Deceased--Simon van der Meer
Philosophy

Deceased--Simon van der Meer


Simon van der Meer
November 24th, 1925 to March 4th, 2011

"Simon van der Meer, Nobel Laureate, Dies at 85"

by

Kenneth Chang

March 11th, 2011

The New York Times

Simon van der Meer, who shared the Nobel Prize in Physics in 1984 for a technological advance that was crucial to the discovery of fundamental building blocks of the universe, died March 4 in Geneva. He was 85.

His death was announced by CERN, the particle physics laboratory in Switzerland where he worked for more than 30 years.

In the 1980s, physicists were looking to fill in missing elementary particles predicted by their so-called Standard Model, the suite of theories that has ruled particle physics for a generation and explains all the forces of nature except gravity. To find them, however, researchers needed collisions more energetic than what could be produced by particle accelerators.

Mr. van der Meer’s advance was finding a way to generate intense beams of a particular particle, antiprotons, that were needed for the experiments. By slamming antiprotons and protons together, physicists achieved higher-energy collisions that revealed constituents of the universe never before seen.

“It was a completely revolutionary technique that made something possible that was completely impossible without it,” said John Marriner, a senior scientist at the Fermi National Accelerator Laboratory, more commonly known as Fermilab, outside Chicago.

After coming up with the technique, Mr. van der Meer helped lead the team that applied it using an accelerator at CERN called the Super Proton Synchrotron.

In 1983, CERN reported that proton-antiproton collisions in the synchroton had created particles known as W and Z bosons, key components of the so-called weak force.

The weak force is one of the four fundamental forces of the universe, the others being gravity, electromagnetism and the strong force, which holds atomic nuclei together.

The weak force is of no consequence at the scale of everyday objects. But for subatomic particles, it is a major influence. For instance, the weak force enables the sun to shine by allowing hydrogen atoms to fuse together, releasing heat and light. The W and Z bosons convey the weak force in much the same way photons — particles of light — convey electromagnetism.

The next year, Mr. van der Meer and his CERN colleague Carlo Rubbia, an Italian physicist, were awarded the physics Nobel for “their decisive contributions to the large project, which led to the discovery of the field particles W and Z, communicators of weak interaction.”

Simon van der Meer was born Nov. 24, 1925, in The Hague, the Netherlands.
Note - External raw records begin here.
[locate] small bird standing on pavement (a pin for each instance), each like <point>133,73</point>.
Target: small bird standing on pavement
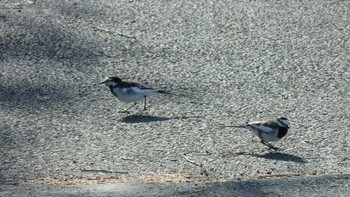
<point>267,131</point>
<point>129,91</point>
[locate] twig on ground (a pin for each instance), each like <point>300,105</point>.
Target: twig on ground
<point>192,162</point>
<point>104,171</point>
<point>115,32</point>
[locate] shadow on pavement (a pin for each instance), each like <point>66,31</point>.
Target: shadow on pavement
<point>282,157</point>
<point>143,118</point>
<point>276,156</point>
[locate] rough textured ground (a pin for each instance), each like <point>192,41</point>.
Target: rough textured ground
<point>337,185</point>
<point>230,62</point>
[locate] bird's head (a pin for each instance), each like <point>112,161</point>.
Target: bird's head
<point>111,81</point>
<point>283,122</point>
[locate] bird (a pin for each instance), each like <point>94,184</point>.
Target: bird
<point>130,91</point>
<point>267,131</point>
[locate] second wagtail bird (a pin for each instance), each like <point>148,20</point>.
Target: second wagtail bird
<point>130,91</point>
<point>267,131</point>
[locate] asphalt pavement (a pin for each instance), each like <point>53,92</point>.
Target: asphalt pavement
<point>225,62</point>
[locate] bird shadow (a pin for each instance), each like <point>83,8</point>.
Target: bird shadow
<point>144,118</point>
<point>277,156</point>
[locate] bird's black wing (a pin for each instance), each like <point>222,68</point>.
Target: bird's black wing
<point>132,84</point>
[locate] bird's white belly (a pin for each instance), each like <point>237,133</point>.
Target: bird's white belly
<point>128,95</point>
<point>269,136</point>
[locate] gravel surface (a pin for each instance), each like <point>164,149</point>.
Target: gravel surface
<point>228,62</point>
<point>317,186</point>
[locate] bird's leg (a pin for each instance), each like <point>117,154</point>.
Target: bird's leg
<point>144,107</point>
<point>269,145</point>
<point>126,110</point>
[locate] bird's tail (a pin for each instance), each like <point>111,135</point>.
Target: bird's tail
<point>163,92</point>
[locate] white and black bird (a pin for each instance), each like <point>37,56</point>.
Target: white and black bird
<point>130,91</point>
<point>267,131</point>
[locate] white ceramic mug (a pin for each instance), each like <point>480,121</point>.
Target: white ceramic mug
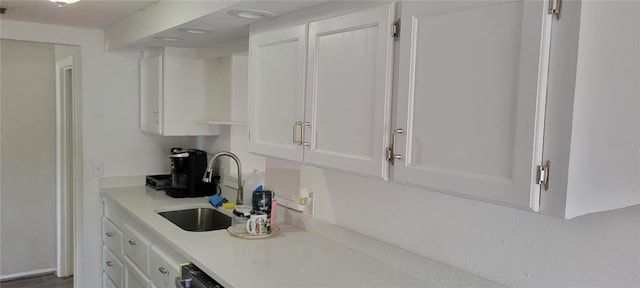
<point>257,223</point>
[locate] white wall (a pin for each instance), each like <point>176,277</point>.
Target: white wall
<point>506,245</point>
<point>109,80</point>
<point>28,158</point>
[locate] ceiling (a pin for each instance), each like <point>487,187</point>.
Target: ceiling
<point>94,14</point>
<point>101,14</point>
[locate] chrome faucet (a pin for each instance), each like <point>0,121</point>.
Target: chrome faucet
<point>208,174</point>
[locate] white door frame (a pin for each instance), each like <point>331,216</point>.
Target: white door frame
<point>65,178</point>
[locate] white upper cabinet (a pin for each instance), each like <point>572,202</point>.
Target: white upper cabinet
<point>276,91</point>
<point>487,93</point>
<point>172,93</point>
<point>348,97</point>
<point>336,118</point>
<point>151,94</point>
<point>469,98</point>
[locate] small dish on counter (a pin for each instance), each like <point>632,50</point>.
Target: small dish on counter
<point>246,235</point>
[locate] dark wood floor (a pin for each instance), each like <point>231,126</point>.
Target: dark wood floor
<point>42,281</point>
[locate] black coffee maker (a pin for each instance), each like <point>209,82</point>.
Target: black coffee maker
<point>187,169</point>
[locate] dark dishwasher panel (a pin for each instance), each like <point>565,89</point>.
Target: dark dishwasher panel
<point>193,277</point>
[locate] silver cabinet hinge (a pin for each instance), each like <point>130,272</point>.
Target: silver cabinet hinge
<point>554,8</point>
<point>395,30</point>
<point>543,175</point>
<point>391,155</point>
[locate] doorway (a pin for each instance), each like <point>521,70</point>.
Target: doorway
<point>65,188</point>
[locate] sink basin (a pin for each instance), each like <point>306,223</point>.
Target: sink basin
<point>198,219</point>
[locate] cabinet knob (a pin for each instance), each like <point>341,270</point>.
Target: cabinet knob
<point>304,141</point>
<point>391,150</point>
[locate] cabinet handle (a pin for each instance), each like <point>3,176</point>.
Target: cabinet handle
<point>296,125</point>
<point>305,124</point>
<point>391,152</point>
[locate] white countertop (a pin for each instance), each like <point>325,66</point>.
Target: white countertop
<point>291,258</point>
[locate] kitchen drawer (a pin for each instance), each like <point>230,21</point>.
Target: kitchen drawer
<point>162,269</point>
<point>112,237</point>
<point>107,282</point>
<point>133,277</point>
<point>112,266</point>
<point>136,247</point>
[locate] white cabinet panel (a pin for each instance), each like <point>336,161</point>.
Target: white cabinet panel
<point>276,91</point>
<point>151,94</point>
<point>469,98</point>
<point>134,277</point>
<point>107,283</point>
<point>349,91</point>
<point>112,237</point>
<point>112,266</point>
<point>136,247</point>
<point>172,93</point>
<point>332,111</point>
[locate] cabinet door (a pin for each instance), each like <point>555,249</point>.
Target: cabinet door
<point>162,269</point>
<point>136,247</point>
<point>111,266</point>
<point>471,89</point>
<point>276,91</point>
<point>151,94</point>
<point>349,79</point>
<point>112,237</point>
<point>133,277</point>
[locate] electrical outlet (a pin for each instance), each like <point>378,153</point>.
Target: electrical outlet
<point>308,207</point>
<point>98,168</point>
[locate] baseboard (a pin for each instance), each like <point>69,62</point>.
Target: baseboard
<point>27,274</point>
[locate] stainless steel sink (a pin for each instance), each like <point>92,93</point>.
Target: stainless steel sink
<point>198,219</point>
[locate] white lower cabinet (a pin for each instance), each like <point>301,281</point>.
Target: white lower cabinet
<point>133,256</point>
<point>112,266</point>
<point>136,247</point>
<point>133,276</point>
<point>107,282</point>
<point>163,270</point>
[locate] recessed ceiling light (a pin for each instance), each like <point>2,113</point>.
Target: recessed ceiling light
<point>251,13</point>
<point>194,30</point>
<point>63,2</point>
<point>173,39</point>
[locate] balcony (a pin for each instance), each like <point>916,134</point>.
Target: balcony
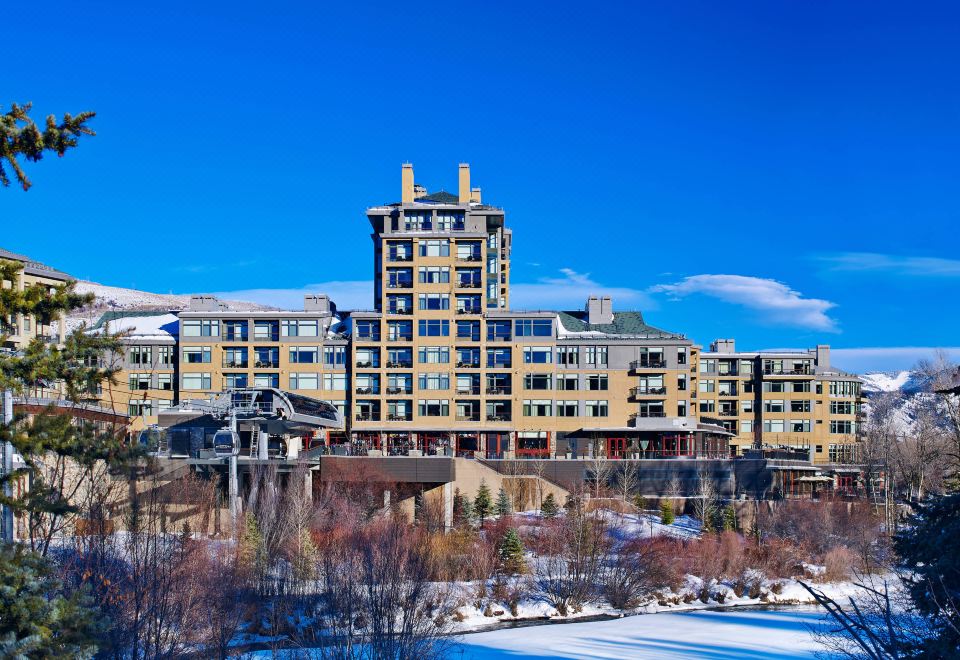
<point>641,390</point>
<point>648,363</point>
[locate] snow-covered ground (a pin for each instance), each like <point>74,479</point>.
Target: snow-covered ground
<point>733,633</point>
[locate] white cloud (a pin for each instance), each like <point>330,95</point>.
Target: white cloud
<point>346,294</point>
<point>571,292</point>
<point>886,358</point>
<point>777,302</point>
<point>893,264</point>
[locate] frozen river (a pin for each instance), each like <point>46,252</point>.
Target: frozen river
<point>756,634</point>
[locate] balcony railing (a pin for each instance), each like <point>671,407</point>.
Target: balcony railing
<point>647,391</point>
<point>649,363</point>
<point>267,364</point>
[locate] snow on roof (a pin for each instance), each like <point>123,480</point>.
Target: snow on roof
<point>155,326</point>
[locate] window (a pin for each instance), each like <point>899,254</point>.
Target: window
<point>195,381</point>
<point>537,408</point>
<point>301,381</point>
<point>434,274</point>
<point>568,356</point>
<point>538,382</point>
<point>799,425</point>
<point>141,355</point>
<point>568,408</point>
<point>841,427</point>
<point>367,330</point>
<point>434,381</point>
<point>841,407</point>
<point>304,355</point>
<point>597,382</point>
<point>596,408</point>
<point>537,354</point>
<point>266,330</point>
<point>469,330</point>
<point>200,328</point>
<point>139,381</point>
<point>334,356</point>
<point>498,330</point>
<point>433,328</point>
<point>196,354</point>
<point>336,382</point>
<point>568,382</point>
<point>235,380</point>
<point>434,407</point>
<point>299,328</point>
<point>534,328</point>
<point>266,380</point>
<point>498,357</point>
<point>435,248</point>
<point>433,354</point>
<point>434,300</point>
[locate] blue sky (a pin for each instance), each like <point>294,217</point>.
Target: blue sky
<point>783,173</point>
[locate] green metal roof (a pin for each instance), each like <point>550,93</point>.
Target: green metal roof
<point>624,323</point>
<point>441,197</point>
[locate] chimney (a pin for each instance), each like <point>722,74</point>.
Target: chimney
<point>464,196</point>
<point>823,356</point>
<point>406,177</point>
<point>599,310</point>
<point>317,302</point>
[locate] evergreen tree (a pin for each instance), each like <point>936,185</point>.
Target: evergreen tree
<point>482,505</point>
<point>502,507</point>
<point>666,512</point>
<point>549,508</point>
<point>20,137</point>
<point>730,518</point>
<point>511,552</point>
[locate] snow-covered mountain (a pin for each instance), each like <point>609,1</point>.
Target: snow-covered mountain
<point>115,298</point>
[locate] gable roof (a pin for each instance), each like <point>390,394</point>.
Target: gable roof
<point>624,323</point>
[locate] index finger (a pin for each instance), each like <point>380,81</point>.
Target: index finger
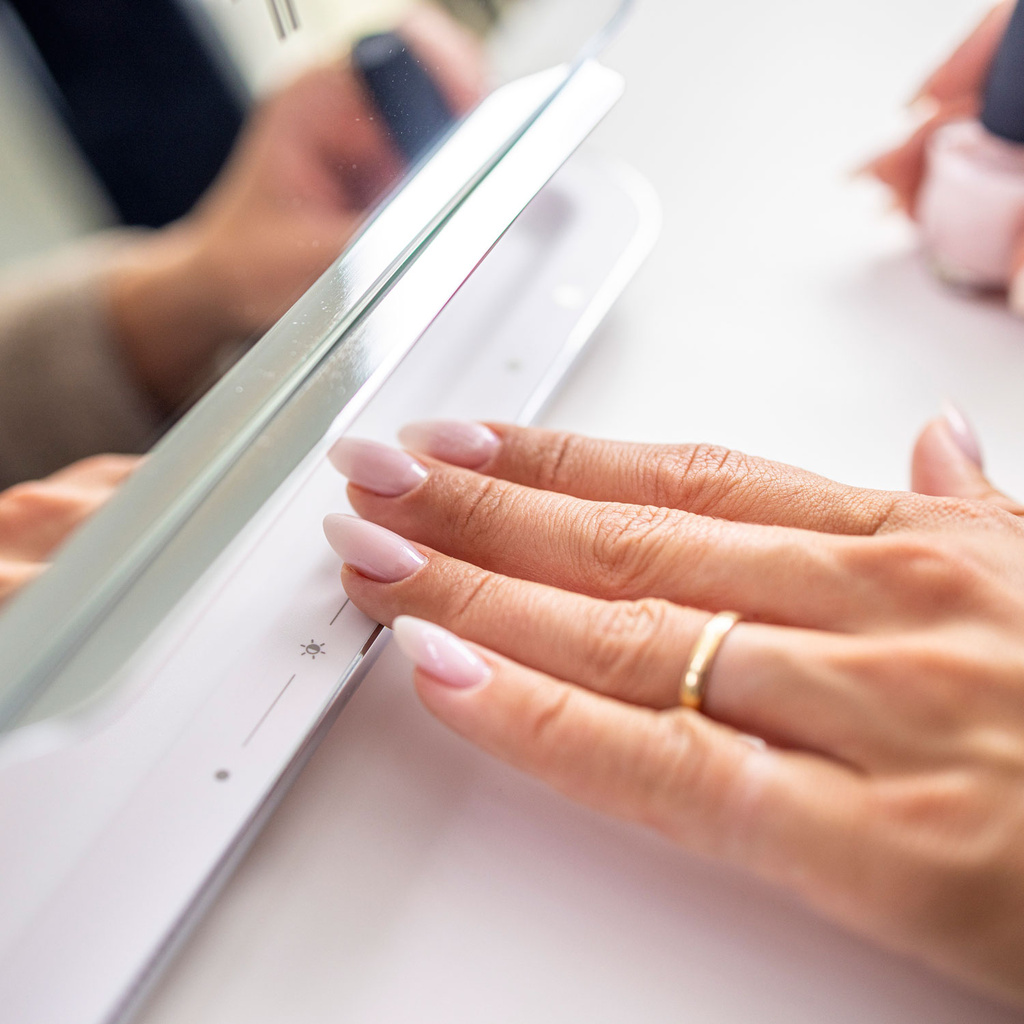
<point>701,478</point>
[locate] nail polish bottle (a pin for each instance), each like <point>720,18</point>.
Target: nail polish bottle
<point>971,204</point>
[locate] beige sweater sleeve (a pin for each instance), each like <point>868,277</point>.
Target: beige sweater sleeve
<point>65,391</point>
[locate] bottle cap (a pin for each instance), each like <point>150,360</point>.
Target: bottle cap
<point>1003,113</point>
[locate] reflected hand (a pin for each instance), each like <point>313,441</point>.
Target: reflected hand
<point>308,164</point>
<point>38,516</point>
<point>880,657</point>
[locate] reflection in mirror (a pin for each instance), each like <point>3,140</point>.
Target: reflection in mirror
<point>176,176</point>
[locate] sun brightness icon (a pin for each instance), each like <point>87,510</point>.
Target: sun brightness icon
<point>312,649</point>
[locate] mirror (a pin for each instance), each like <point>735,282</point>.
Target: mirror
<point>334,145</point>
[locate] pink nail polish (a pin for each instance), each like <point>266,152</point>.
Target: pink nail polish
<point>971,204</point>
<point>962,432</point>
<point>386,471</point>
<point>467,444</point>
<point>439,653</point>
<point>372,550</point>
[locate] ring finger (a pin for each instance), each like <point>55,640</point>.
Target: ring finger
<point>771,681</point>
<point>610,550</point>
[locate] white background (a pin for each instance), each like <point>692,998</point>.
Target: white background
<point>407,878</point>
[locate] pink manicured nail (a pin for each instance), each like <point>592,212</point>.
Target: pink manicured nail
<point>967,439</point>
<point>467,444</point>
<point>372,550</point>
<point>439,653</point>
<point>385,471</point>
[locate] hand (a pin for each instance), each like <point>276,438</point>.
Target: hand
<point>951,92</point>
<point>308,165</point>
<point>880,659</point>
<point>36,517</point>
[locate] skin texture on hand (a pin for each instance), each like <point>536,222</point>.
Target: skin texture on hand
<point>309,164</point>
<point>36,517</point>
<point>880,659</point>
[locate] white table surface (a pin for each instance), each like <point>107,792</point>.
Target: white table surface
<point>408,878</point>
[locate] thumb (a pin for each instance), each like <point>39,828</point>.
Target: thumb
<point>947,463</point>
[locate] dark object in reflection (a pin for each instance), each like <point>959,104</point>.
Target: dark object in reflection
<point>402,91</point>
<point>154,111</point>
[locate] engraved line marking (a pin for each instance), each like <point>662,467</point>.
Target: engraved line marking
<point>267,712</point>
<point>339,611</point>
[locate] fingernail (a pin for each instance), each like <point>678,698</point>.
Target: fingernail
<point>439,653</point>
<point>962,432</point>
<point>385,471</point>
<point>372,550</point>
<point>467,444</point>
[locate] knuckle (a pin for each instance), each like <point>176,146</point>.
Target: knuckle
<point>471,597</point>
<point>553,468</point>
<point>625,549</point>
<point>622,631</point>
<point>928,571</point>
<point>547,719</point>
<point>479,507</point>
<point>702,475</point>
<point>954,853</point>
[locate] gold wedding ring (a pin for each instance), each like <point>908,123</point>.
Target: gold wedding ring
<point>695,678</point>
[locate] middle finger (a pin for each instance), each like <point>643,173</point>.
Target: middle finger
<point>606,549</point>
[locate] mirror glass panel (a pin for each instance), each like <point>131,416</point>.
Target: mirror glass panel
<point>176,177</point>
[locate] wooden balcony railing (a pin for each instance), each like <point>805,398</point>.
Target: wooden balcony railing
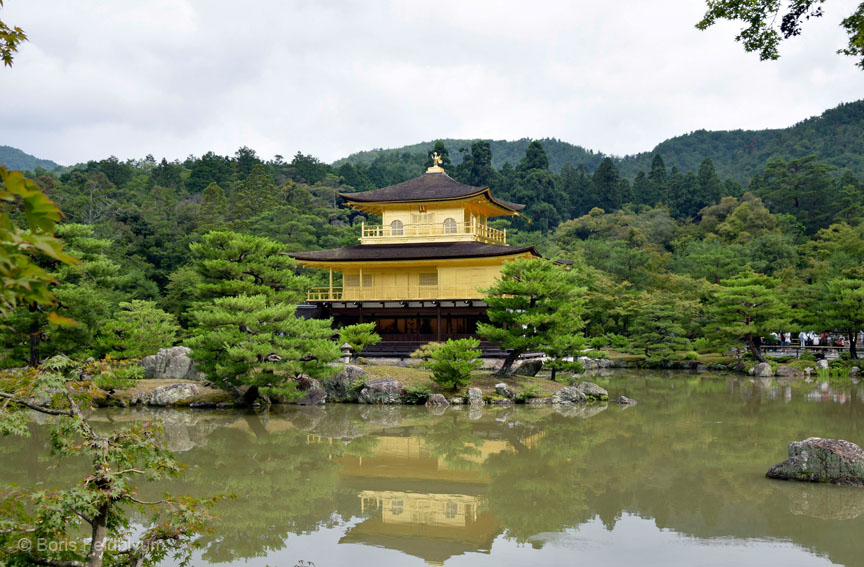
<point>395,293</point>
<point>371,234</point>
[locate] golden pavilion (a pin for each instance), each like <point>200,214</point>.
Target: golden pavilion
<point>418,275</point>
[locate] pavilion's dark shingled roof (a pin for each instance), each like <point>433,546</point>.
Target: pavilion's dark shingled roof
<point>424,188</point>
<point>425,251</point>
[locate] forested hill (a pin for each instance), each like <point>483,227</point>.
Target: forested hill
<point>558,152</point>
<point>835,138</point>
<point>13,158</point>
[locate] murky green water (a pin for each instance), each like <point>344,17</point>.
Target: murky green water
<point>676,480</point>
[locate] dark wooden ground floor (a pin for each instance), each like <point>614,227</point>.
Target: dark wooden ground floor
<point>404,328</point>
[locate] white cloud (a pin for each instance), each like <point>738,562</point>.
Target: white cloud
<point>174,77</point>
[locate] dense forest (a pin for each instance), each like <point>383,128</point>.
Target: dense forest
<point>665,236</point>
<point>835,138</point>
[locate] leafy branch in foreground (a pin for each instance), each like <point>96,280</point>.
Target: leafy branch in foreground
<point>765,28</point>
<point>88,525</point>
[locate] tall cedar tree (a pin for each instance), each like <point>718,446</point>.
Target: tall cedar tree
<point>533,306</point>
<point>747,307</point>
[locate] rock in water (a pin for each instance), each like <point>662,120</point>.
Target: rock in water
<point>437,400</point>
<point>503,390</point>
<point>173,395</point>
<point>763,370</point>
<point>569,395</point>
<point>822,460</point>
<point>170,364</point>
<point>382,391</point>
<point>527,367</point>
<point>592,391</point>
<point>340,388</point>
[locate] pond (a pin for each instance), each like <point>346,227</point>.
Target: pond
<point>676,480</point>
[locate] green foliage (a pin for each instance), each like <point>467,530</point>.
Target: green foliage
<point>97,512</point>
<point>359,336</point>
<point>257,341</point>
<point>765,28</point>
<point>24,281</point>
<point>746,307</point>
<point>231,264</point>
<point>452,363</point>
<point>139,329</point>
<point>425,351</point>
<point>534,306</point>
<point>659,328</point>
<point>528,392</point>
<point>417,395</point>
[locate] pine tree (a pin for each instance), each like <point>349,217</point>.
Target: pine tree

After graduating with an engineering degree from the University of Technology in Delft, he worked on high-voltage equipment for electron microscopes at Philips Research Laboratory in Eindhoven.

In 1956, he joined CERN, developing methods to corral and guide various particles.

Beginning in the 1960s, Mr. van der Meer and others started working on a technique called stochastic cooling, which measures charged particles as they pass by and then applies an electric field to nudge them in the desired direction.

In a statement, Rolf-Dieter Heuer, director general of CERN, and Stephen Myers, director of accelerators and technology at the laboratory, said stochastic cooling was typical of Mr. van der Meer’s inventions: “deceptively simple at first sight, but to anyone who truly understands accelerators it was nothing less than a stroke of genius.”

For the weak force experiments, physicists needed high-speed collisions between a proton, a particle found in the nucleus of atoms, and its antimatter doppelganger, the antiproton.

Since protons exist in every atom, making beams of them is easy. But an antiproton is rare, and it annihilates the moment it touches a proton. Particle accelerators can create sprays of antiprotons with high-energy proton collisions, but the antiprotons fly out in different directions with not enough left for the experiments. With stochastic cooling, the spray of antiprotons could be shepherded into a tight beam.

The beam of antiprotons was then collided with a beam of protons traveling in the opposite direction. In the ensuing subatomic carnage, CERN physicists spotted clear signs of W and Z bosons.

Mr. van der Meer retired from CERN in 1990. He is survived by his wife of 44 years, Catherine van der Meer-Koopman; a daughter, Esther van der Meer; a son, Mathijs; a sister, Gay van der Meer; and a granddaughter.

Building on Mr. van der Meer’s work, Fermilab added stochastic cooling to its more powerful Tevatron collider, leading to the discovery in 1994 of the top quark, the final piece of matter in the Standard Model.

“That was a key technology,” Dr. Marriner said. “We copied his ideas.”